Horizontal pH scale from 0 to 14 with color gradient from red to green to purple, marked acidic, neutral, basic
The pH scale runs from 0 (acidic) through 7 (neutral) to 14 (basic).

How to Use This Calculator

Pick a mode. In Concentration → pH, enter the hydrogen ion concentration in mol/L (for example 0.0001 for \(10^{-4}\)) and the tool returns the pH. In pH → Concentration, enter a pH value and it returns \(\text{[H}^{+}\text{]}\). Either way you also see \(\text{pOH} = 14 - \text{pH}\) and \(\text{[OH}^{-}\text{]} = 10^{-\text{pOH}}\), plus a label saying whether the solution is acidic, neutral, or basic.

The Formula Explained

The defining equation is $$\text{pH} = -\log_{10}\!\left(\text{[H}^{+}\text{]}\right)$$ Because it is logarithmic, each whole-number step on the pH scale represents a tenfold change in \(\text{[H}^{+}\text{]}\): a solution at pH 4 is ten times more acidic than one at pH 5. Inverting the equation gives $$\text{[H}^{+}\text{]} = 10^{-\text{pH}}$$ The companion relationship \(\text{pH} + \text{pOH} = 14\) holds for dilute aqueous solutions at 25 °C, derived from the water ion product \(K_w = 1.0 \times 10^{-14}\).

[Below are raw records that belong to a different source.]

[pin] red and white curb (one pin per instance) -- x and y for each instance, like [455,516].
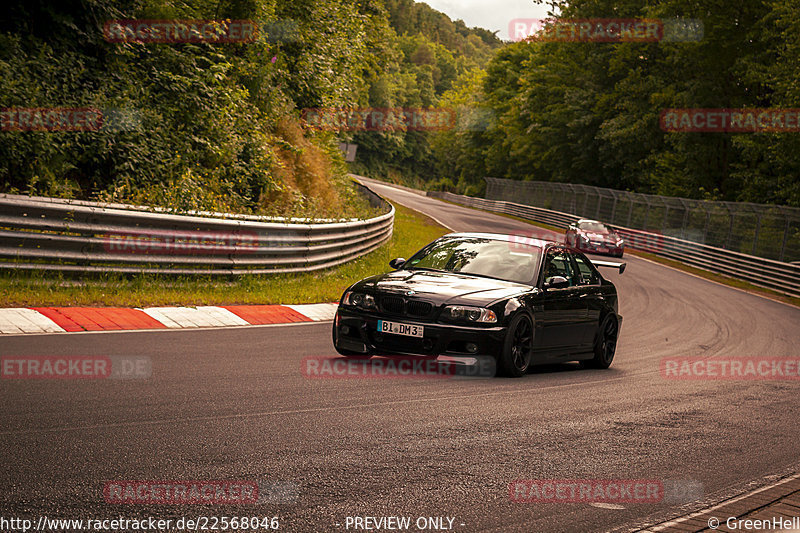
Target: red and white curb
[69,319]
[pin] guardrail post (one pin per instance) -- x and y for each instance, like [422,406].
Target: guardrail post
[730,229]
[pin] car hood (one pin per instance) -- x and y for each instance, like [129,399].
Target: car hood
[441,287]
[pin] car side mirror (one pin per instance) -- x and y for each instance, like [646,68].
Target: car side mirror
[556,282]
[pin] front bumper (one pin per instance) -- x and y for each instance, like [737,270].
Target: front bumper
[357,331]
[600,248]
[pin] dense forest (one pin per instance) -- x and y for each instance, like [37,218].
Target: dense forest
[219,125]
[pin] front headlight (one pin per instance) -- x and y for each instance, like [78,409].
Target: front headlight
[359,299]
[465,313]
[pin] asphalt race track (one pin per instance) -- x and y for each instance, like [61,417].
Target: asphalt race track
[232,404]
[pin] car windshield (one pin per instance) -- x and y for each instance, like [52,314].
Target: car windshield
[593,226]
[509,261]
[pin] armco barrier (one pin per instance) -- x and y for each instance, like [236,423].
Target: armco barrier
[775,275]
[76,236]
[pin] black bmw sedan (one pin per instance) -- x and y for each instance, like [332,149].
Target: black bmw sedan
[470,294]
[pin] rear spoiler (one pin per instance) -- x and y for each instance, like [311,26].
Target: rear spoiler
[611,264]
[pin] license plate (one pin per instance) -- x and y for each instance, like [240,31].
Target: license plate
[409,330]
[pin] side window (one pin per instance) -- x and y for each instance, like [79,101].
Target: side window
[586,273]
[558,264]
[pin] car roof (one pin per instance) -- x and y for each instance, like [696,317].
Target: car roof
[520,239]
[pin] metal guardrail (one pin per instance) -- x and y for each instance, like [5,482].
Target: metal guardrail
[78,236]
[767,273]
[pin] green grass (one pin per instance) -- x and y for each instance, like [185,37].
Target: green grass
[719,278]
[412,231]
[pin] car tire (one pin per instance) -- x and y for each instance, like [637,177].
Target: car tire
[605,344]
[517,347]
[346,353]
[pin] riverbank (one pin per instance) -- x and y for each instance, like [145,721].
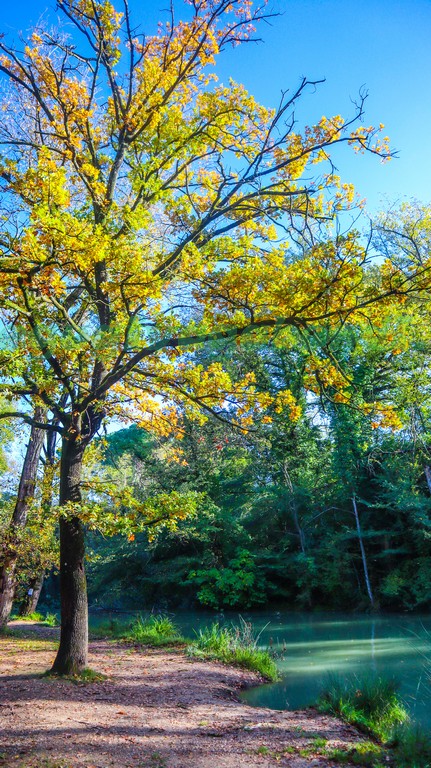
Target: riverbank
[155,709]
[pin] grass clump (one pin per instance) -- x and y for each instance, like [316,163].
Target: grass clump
[234,645]
[50,619]
[372,704]
[155,631]
[366,754]
[83,677]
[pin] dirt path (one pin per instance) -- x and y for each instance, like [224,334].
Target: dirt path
[156,710]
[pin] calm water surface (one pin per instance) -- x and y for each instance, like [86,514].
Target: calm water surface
[315,645]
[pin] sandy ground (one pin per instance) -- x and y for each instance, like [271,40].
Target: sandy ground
[157,709]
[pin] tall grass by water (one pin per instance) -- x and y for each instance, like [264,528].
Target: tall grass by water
[372,704]
[237,645]
[234,645]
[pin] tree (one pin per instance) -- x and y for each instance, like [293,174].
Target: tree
[25,496]
[147,211]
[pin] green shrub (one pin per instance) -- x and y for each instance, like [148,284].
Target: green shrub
[234,645]
[371,703]
[35,616]
[155,631]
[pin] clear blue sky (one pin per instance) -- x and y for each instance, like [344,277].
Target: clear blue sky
[383,45]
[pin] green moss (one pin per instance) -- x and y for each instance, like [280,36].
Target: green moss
[86,675]
[155,631]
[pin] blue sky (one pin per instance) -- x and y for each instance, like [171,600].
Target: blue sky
[383,45]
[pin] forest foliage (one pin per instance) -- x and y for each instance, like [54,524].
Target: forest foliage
[171,255]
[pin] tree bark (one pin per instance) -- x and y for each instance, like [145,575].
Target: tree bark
[29,604]
[73,650]
[25,496]
[363,555]
[31,599]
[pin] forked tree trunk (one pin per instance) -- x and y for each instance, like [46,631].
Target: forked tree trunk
[73,650]
[72,653]
[25,496]
[31,599]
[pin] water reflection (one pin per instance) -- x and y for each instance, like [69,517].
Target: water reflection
[393,646]
[317,644]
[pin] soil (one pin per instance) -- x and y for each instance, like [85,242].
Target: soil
[155,709]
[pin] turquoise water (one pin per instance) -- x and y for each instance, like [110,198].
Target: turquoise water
[311,646]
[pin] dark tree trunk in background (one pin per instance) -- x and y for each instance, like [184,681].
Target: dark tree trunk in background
[363,554]
[25,496]
[31,599]
[72,653]
[34,588]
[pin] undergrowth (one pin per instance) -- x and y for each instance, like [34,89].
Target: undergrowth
[50,619]
[154,630]
[372,704]
[234,645]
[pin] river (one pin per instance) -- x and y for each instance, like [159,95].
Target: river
[311,646]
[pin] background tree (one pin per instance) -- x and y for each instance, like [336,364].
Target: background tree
[147,211]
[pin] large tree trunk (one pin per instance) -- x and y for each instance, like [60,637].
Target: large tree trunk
[31,599]
[72,653]
[25,496]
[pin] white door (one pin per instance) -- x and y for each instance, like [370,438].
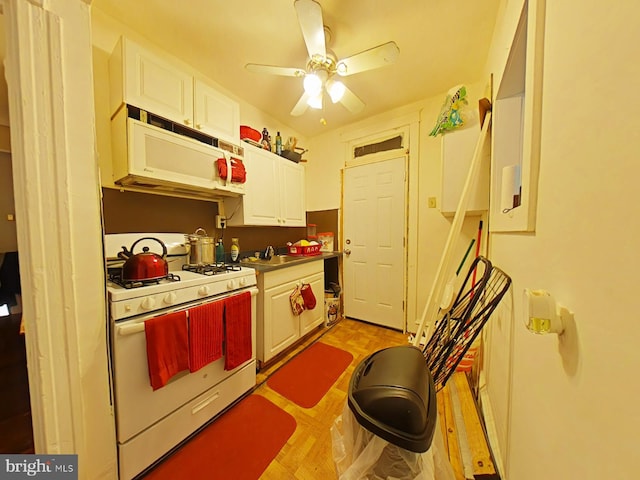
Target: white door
[373,249]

Diagram showing relationship between pH, pOH, hydrogen ion and hydroxide ion concentrations
pH and pOH are linked: pH + pOH = 14 at 25 °C.

Worked Example

Suppose \(\text{[H}^{+}\text{]} = 0.0001\ \text{mol/L} = 10^{-4}\). Then $$\text{pH} = -\log_{10}\!\left(10^{-4}\right) = 4$$ The \(\text{pOH} = 14 - 4 = 10\), and \(\text{[OH}^{-}\text{]} = 10^{-10}\ \text{mol/L}\). Since pH 4 is below 7, the solution is acidic.

FAQ

Can pH go below 0 or above 14? Yes. Very concentrated strong acids can have negative pH, and concentrated strong bases can exceed 14. The 0–14 range is just typical, not a hard limit.

What temperature does this assume? The neutral point of 7 and the \(\text{pH} + \text{pOH} = 14\) relationship assume 25 °C. At other temperatures, \(K_w\) changes and neutral pH shifts.

Why use a logarithm? Hydrogen ion concentrations span many orders of magnitude. The log scale compresses these into a convenient, readable range.